First of all, it was a huge team that made all these efforts. I was just another foot soldier in the campaign. There was Prime Minister Narendra Modi guiding the team; external affairs minister Sushma Swaraj giving instructions; the foreign secretary; other secretaries at the headquarters; and Indian envoys at various countries. Everyone worked as a team, and I only happened to be here at the UN around that time. It is the team’s hard work that brought us victory.

It was quite a fight with the UK, a permanent member of the United Nations Security Council (UNSC). In hindsight, when did you first realise that the battle could be won?
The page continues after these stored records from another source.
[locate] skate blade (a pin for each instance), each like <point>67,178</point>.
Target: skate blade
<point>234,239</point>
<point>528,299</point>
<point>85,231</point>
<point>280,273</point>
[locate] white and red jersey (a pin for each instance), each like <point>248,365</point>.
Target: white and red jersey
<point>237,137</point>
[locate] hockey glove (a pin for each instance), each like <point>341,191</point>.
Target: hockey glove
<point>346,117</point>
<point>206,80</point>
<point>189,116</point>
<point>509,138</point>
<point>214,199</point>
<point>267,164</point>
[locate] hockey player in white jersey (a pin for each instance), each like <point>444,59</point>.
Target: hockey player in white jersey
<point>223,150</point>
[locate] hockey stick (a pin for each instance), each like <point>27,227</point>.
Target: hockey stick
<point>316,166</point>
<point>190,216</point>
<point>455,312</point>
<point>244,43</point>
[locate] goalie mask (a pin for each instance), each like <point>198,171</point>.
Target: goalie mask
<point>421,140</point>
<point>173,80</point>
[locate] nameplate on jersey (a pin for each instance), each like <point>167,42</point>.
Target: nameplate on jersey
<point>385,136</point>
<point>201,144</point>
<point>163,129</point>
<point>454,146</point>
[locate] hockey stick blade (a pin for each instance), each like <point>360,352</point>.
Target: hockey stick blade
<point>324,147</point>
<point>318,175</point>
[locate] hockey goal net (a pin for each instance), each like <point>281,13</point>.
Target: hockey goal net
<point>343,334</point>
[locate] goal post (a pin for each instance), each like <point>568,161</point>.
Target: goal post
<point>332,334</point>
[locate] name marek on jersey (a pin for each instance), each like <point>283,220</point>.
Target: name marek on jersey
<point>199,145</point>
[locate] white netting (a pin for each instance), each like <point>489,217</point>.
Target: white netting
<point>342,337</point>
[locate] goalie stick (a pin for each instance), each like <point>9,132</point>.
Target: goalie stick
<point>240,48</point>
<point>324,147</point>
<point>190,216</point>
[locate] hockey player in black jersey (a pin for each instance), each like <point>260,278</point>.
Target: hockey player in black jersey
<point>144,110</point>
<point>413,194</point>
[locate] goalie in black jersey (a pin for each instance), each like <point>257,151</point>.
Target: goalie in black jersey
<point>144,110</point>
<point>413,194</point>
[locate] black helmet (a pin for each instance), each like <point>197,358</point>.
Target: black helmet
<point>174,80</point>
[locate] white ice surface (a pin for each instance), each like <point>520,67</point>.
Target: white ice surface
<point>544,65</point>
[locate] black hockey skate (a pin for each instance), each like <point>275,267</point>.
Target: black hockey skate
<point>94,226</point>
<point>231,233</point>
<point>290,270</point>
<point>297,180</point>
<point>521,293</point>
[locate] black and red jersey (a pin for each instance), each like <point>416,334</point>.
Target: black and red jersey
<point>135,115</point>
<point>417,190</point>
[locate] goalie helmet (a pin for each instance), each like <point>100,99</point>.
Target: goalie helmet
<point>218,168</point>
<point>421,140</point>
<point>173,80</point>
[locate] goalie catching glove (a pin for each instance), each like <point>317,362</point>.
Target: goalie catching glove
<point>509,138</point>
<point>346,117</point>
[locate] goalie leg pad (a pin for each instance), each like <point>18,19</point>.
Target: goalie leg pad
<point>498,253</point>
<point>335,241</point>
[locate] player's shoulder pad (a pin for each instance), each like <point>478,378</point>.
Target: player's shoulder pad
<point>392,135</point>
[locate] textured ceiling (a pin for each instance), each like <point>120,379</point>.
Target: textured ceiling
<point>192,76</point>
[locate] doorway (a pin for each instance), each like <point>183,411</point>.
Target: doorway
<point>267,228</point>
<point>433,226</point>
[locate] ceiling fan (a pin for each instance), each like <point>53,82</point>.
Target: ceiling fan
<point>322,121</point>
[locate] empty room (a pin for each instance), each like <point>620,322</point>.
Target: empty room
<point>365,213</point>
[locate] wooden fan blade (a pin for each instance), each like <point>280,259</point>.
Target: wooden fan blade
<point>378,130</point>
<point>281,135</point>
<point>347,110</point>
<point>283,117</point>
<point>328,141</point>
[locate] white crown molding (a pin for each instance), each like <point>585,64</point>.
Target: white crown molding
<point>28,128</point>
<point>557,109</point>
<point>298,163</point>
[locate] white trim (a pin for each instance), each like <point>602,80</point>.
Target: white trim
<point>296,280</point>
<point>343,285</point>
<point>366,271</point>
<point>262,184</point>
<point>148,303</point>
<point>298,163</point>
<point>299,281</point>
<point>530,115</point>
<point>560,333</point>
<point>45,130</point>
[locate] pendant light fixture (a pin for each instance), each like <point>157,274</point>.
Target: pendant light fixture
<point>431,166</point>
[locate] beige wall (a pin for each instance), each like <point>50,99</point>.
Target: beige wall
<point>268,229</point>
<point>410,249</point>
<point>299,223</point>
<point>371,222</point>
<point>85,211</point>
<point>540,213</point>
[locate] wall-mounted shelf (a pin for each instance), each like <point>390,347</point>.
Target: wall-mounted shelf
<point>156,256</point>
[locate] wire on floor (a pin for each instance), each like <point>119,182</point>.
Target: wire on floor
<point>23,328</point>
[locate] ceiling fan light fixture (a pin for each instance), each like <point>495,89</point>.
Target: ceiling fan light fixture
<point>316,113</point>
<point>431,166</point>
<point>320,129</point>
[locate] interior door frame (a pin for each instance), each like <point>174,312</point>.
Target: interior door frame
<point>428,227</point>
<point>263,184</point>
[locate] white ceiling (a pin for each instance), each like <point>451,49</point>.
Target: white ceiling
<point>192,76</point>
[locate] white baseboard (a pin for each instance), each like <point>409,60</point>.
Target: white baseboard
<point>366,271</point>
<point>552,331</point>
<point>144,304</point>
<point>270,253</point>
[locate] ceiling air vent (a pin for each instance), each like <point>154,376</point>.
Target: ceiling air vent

It was when the first round of voting occurred at the United Nations General Assembly (UNGA)*. We won 115 in the UNGA while the UK got 76. If you remember, this voting happened without either side getting any time to lobby or work phone lines to canvas for support. The outcome was really a reflection of the UNGA’s mood. So we came to know that the prevailing mood in the general assembly was in our favour, and a huge majority wanted us to win. This is also a reflection of the changing reality in the world, something that the United Nations must take note of.

Still, did the fear of failing in the UNSC play in the back of your mind?

Yes. Voting at the security council is an unequal battle. It is an unwritten rule that one permanent member should be supported by all the others. So, given that there are 15 UNSC members (five permanent and 10 non-permanent), Britain had to get just three votes from the 10 non-permanent members to reach the majority mark of eight. As for us, we needed eight out of ten votes (from non-permanent members) to ensure a majority in the security council.

What was your single-most important focus area to circumvent this unequal battle you would have never won at the UNSC?

We realised our path to success lay in gaining two-thirds majority in the votes at the UNGA. A candidate who won two-thirds majority never lost an election to the ICJ. In other words, a candidate who just won one-third votes in the UNGA never got elected as a judge to the ICJ. So, the pathway to our success was ensuring that Justice Dalveer Bhandari won two-thirds majority at the UNGA.

Did you ever expect the UK, which always had a representative in the 15-member ICJ since 1946, to withdraw its candidate?

Again, we knew that Justice Dalveer Bhandari can make it once we bagged two-thirds majority in the UNGA. The rest would happen the way they should.

Does this once again show the need to reform the UNSC?

If planned changes are not brought into organisations such as the United Nations, events like this will do it. Changes don’t always happen by design. What happened in last ten days with regard to the ICJ elections testifies to that. Organisations as old as the UN should change with the times. That’s the lesson here.

What next, then?

Again, we should not forget that reforms can happen by chance, not always by design. It is obvious that there is an urgent need to reform the security council. It’s also about how everyone comes together to decide how to go about it. That is what we are immediately focusing on.

(*Note: A candidate has to win a majority in the UNGA as well as the UNSC in simultaneous elections to secure victory at the ICJ.)